Mais quels temps vivons-nous donc ? Retrouver Jean-Paul Wenzel, homme de théâtre complet, auteur, metteur en scène, directeur de troupes, puis de CDN (avec Olivier Perrier à Montluçon), acteur, pédagogue, que sais-je encore… le retrouver dans la plus petite salle du Lucernaire comme un jeune débutant, pour un spectacle de trois francs six sous pour ce qui concerne sa production s’entend, est à la fois surprenant (sur les mœurs théâtrales) et réjouissant au fond. Désir et amour du théâtre toujours chevillés au corps comme aux premiers temps, Wenzel nous livre avec un immense bonheur 5 clés commandées par la Comédie de Saint-Etienne en 2006, et écrites pour les comédiens de l’école. 5 clés ou cinq dialogues autonomes certes, mais comme le seraient les cinq doigts de la main.
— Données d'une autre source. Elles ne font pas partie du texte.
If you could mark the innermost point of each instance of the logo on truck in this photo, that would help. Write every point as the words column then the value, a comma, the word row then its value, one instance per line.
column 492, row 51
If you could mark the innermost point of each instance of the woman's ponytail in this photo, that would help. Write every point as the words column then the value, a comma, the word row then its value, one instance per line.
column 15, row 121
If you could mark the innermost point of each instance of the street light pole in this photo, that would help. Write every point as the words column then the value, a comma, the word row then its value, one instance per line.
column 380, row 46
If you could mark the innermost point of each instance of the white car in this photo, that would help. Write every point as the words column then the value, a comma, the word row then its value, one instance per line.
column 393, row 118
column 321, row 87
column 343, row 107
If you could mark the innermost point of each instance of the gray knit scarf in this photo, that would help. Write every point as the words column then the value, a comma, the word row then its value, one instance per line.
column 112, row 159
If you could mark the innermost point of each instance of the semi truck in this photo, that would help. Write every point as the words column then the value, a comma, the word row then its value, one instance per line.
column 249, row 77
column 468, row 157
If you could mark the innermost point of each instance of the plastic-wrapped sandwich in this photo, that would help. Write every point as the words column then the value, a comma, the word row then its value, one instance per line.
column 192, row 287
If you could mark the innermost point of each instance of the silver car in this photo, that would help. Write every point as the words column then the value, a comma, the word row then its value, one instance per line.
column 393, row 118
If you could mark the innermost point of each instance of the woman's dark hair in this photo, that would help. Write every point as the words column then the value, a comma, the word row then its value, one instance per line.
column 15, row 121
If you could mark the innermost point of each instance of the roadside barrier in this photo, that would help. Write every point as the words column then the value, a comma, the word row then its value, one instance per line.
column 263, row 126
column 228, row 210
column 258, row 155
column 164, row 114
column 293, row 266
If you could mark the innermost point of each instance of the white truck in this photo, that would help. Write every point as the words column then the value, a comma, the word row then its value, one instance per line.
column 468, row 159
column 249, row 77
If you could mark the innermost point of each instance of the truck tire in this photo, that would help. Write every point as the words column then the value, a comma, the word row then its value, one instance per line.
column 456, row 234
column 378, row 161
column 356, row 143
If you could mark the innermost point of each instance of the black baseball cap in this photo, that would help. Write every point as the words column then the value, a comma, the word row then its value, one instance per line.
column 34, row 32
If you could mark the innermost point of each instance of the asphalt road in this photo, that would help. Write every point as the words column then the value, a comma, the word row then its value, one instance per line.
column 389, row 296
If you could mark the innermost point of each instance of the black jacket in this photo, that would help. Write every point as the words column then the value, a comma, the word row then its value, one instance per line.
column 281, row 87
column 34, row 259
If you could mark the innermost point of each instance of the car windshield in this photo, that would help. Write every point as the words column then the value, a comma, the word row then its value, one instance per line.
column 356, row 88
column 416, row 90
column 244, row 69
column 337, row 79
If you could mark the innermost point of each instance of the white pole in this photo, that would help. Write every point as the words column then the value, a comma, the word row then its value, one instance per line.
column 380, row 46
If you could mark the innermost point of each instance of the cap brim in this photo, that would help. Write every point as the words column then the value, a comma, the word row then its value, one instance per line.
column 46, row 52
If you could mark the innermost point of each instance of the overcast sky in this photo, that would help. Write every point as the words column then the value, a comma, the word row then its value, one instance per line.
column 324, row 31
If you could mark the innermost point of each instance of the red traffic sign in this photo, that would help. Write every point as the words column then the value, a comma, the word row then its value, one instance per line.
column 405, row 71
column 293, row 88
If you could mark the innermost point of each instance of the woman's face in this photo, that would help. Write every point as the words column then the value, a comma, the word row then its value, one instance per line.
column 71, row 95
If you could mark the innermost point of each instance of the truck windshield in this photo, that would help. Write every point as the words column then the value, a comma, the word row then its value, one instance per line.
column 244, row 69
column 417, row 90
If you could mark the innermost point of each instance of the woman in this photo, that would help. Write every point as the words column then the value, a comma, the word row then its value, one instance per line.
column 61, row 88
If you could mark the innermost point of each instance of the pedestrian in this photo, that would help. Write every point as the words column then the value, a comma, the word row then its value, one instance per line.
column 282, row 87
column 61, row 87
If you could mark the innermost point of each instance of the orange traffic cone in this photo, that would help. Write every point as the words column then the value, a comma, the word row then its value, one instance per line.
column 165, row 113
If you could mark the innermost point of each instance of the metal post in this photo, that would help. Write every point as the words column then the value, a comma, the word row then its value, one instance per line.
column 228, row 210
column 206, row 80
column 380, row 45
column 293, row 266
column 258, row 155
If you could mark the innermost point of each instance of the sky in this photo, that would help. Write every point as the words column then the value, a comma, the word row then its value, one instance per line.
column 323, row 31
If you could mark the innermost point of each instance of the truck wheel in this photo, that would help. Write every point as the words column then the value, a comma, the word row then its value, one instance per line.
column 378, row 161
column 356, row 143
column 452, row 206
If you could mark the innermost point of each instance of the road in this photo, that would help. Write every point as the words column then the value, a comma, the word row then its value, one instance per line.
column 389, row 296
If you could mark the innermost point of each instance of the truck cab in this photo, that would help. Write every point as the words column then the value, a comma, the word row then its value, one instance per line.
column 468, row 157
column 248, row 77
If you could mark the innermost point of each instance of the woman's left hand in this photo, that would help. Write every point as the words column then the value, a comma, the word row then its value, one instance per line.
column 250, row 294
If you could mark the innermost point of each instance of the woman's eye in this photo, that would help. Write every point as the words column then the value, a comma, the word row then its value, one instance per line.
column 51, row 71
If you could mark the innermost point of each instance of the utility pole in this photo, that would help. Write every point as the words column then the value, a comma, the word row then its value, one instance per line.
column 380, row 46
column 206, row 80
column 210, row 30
Car l’on retrouve dans ces courts dialogues la même qualité d’écriture, la même aptitude de l’auteur à peindre les émois de l’âme humaine qui ont fait le succès de sa première œuvre, Loin d’Hagondange qui, en près de quarante ans, a plusieurs fois fait le tour du monde. Sa peinture est sans apprêt ni fard, mais sans méchanceté aucune non plus. Fine et précise, elle pèse à tout instant de son poids d’humanité. Il y a là une véritable grâce si peu coutumière de notre temps rempli de bruit et de fureur. C’est merveille que Jean-Paul Wenzel ait repris à son compte ces 5 clés (en vérité quatre ici, la cinquième étant, selon ses dires, à chercher en nous !) avec sa propre équipe composée de Jade Duviquet, Thibault Vinçon, sa fille Lou, lui-même intervenant avec la même mesure, la même subtile discrétion que dans son écriture, lors d’un des quatre dialogue proposés. Toute la distribution joue d’ailleurs sur le même registre tout en finesse, tout en discrétion : c’est toute la palette des sentiments humains qui est ainsi évoquée dans une progression qui va des premiers émois de l’adolescence (Une odeur de chapelle) à l’entrelacement du désir et de la mort (La trêve), en passant par les troubles d’identité (L’intruse) et les blessures de la vie (Horizon incertain), le tout sur « quatre planches et pas grand-chose » comme disait Roger Vitrac. Ah ! le doux poison de la vie…

Jean-Pierre Han

  • 5 clés est publié aux Éditions Lansman (La Comédie de Saint-Étienne). 58 pages, 9 euros.